Thrown out full length on the sofa lay a schoolboy cousin of the bride's, aged thirteen — the black-haired Robert — reading The Captain magazines. Robert had eyes that were lustrous as two oily-black stewed prunes, or blackest treacle, and the complexion of a dark-red patch.

Padding up and down in front of the staircase, with something pompous and uncanny about his tread somehow, was Tom, his elder brother.

Tom was fair and pleasant to look at, but at present his blue-china eyes were bulging out his head like a bull-frog's.

Both boys had just had their hairs brushed neat as satin, and both had changed into black spotless coats for the wedding.

"Robert."

It was as if a big bubble had suddenly risen from the bottom of a dark water-tank and burst, low and hollow, upon the surface,-there was nothing about the slow padding figure of Tom to indicate that it was he who had spoken.

"Robert." (Another bubble burst, low and hollow.)

"Robert.

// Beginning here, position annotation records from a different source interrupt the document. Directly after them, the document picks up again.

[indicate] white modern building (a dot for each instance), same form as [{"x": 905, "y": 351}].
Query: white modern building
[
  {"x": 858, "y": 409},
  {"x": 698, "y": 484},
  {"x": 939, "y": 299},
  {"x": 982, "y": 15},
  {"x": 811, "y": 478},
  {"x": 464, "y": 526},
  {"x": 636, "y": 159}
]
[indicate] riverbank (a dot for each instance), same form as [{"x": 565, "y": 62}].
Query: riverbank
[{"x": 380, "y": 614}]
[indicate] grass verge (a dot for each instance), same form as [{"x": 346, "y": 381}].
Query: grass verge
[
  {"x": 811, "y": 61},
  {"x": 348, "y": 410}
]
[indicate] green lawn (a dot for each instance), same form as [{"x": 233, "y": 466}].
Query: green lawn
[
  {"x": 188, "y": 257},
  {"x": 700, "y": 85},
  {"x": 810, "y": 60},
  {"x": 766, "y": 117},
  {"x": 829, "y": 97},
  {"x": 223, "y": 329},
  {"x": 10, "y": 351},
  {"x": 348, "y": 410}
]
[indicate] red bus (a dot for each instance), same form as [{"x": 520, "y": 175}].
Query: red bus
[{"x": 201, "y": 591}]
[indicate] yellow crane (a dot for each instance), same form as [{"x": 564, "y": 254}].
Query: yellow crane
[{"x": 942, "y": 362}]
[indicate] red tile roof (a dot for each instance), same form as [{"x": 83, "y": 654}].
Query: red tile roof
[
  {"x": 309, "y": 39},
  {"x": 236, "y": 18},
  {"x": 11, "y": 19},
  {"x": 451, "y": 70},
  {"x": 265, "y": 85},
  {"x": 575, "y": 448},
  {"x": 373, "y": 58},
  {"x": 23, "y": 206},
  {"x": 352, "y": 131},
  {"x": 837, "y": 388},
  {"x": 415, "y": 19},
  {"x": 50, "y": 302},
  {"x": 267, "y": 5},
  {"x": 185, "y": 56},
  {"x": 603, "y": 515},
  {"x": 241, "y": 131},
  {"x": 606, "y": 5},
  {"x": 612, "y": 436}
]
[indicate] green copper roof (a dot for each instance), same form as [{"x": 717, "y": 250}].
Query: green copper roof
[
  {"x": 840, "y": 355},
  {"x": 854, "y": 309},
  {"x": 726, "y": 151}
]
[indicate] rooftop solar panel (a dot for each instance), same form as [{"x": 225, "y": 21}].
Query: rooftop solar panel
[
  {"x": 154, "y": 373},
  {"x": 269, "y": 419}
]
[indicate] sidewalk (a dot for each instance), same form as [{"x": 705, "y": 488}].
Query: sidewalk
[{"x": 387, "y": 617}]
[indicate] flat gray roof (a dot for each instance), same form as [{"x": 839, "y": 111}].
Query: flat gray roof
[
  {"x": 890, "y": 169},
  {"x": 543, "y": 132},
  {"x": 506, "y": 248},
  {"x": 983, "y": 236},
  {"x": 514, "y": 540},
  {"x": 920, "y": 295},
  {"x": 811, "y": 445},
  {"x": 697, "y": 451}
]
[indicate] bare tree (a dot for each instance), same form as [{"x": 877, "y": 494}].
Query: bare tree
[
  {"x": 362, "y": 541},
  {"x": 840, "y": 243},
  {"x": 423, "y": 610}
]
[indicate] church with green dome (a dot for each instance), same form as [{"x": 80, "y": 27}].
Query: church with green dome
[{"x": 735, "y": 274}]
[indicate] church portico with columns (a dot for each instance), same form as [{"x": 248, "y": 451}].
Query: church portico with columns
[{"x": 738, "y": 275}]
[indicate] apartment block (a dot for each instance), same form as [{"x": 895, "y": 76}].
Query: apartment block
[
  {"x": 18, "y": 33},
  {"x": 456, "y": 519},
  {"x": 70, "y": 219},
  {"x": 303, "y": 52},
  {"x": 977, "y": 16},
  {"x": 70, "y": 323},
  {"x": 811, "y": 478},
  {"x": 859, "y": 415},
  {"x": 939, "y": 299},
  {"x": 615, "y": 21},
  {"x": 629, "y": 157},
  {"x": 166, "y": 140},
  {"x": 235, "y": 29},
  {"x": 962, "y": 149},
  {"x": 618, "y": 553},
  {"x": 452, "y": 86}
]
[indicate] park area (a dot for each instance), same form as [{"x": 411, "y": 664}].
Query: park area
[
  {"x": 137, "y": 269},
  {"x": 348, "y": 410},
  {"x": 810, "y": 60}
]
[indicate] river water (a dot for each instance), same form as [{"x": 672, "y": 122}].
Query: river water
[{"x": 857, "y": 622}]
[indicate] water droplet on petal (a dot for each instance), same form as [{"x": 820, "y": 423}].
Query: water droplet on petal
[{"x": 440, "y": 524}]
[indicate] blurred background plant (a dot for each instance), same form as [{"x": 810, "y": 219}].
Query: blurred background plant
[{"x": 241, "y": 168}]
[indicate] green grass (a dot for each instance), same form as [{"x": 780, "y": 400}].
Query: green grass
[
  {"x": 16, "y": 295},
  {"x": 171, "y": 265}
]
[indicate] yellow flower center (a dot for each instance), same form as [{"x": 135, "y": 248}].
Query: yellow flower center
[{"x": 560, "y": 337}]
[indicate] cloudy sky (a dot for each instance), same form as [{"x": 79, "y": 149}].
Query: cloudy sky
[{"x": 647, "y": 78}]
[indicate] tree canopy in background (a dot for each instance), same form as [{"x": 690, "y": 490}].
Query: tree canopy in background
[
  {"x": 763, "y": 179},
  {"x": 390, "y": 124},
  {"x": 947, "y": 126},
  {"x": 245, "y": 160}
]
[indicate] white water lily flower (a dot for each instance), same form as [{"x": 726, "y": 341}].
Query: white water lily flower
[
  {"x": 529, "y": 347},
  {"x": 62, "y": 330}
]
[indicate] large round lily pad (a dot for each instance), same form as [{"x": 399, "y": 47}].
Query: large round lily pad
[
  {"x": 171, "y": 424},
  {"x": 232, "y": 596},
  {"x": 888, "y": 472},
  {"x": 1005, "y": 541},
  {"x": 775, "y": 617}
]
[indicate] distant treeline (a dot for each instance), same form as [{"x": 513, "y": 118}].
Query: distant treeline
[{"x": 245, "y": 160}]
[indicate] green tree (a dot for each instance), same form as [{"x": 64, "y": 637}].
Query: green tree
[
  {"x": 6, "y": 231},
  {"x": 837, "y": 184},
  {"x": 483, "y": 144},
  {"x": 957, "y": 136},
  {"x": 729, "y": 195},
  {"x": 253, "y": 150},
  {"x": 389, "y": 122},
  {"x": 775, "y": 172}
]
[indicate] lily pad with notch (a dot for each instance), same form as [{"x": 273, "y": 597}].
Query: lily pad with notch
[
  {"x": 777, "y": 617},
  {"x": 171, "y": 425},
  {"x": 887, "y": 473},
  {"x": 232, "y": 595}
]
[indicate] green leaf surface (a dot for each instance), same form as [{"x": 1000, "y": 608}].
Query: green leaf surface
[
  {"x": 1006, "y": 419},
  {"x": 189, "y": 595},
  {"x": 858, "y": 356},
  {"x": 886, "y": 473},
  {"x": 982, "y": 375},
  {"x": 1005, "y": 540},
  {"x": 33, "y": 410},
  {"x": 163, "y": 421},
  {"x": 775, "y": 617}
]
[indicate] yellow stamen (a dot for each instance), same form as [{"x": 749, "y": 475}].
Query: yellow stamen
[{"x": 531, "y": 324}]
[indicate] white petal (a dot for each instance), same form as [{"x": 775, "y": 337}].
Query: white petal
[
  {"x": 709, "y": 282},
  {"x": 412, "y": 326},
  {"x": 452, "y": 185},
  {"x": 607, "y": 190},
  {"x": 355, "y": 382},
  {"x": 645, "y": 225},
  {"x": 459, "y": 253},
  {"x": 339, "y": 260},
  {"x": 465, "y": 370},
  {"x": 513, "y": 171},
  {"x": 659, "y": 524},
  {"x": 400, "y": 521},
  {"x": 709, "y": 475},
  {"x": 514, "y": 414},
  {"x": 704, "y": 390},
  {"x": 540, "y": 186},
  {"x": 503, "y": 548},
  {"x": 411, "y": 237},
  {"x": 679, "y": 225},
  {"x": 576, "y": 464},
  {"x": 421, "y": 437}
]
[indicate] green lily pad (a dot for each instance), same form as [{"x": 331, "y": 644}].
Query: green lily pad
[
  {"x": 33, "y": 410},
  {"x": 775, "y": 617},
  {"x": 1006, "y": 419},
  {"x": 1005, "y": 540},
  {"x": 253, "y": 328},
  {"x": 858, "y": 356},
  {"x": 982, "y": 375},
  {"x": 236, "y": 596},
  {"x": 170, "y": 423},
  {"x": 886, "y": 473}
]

Robert." All the while Tom kept up his padding backwards and forwards.

"Robert." Now the word came softly from behind the sofa-head, Tom having padded round there unnoticed by his younger brother.

"Robert," repeated Tom softly . "Robert. I say, Robert. Robert. Robert."

Tom leant over the sofa-head and chant softly, articulating his words very precisely, as hypnotic doctors do:

"YOUR MOTHER WOULD UNDOUBTEDLY DESIRE THAT YOU SHOULD RETIRE UPSTAIRS TO YOUR BEDROOM, ROBERT, IN ORDER THAT YOU MAY CHANGE THOSE IMPOSSIBLE SOCKS."

There was no sign of life from the patient.

"CHANGE YOUR SOCKS, ROBERT. DO NOT TAKE ADVANTAGE OF YOUR MOTHER'S ABSENCE TO PLAY THE CAD, ROBERT."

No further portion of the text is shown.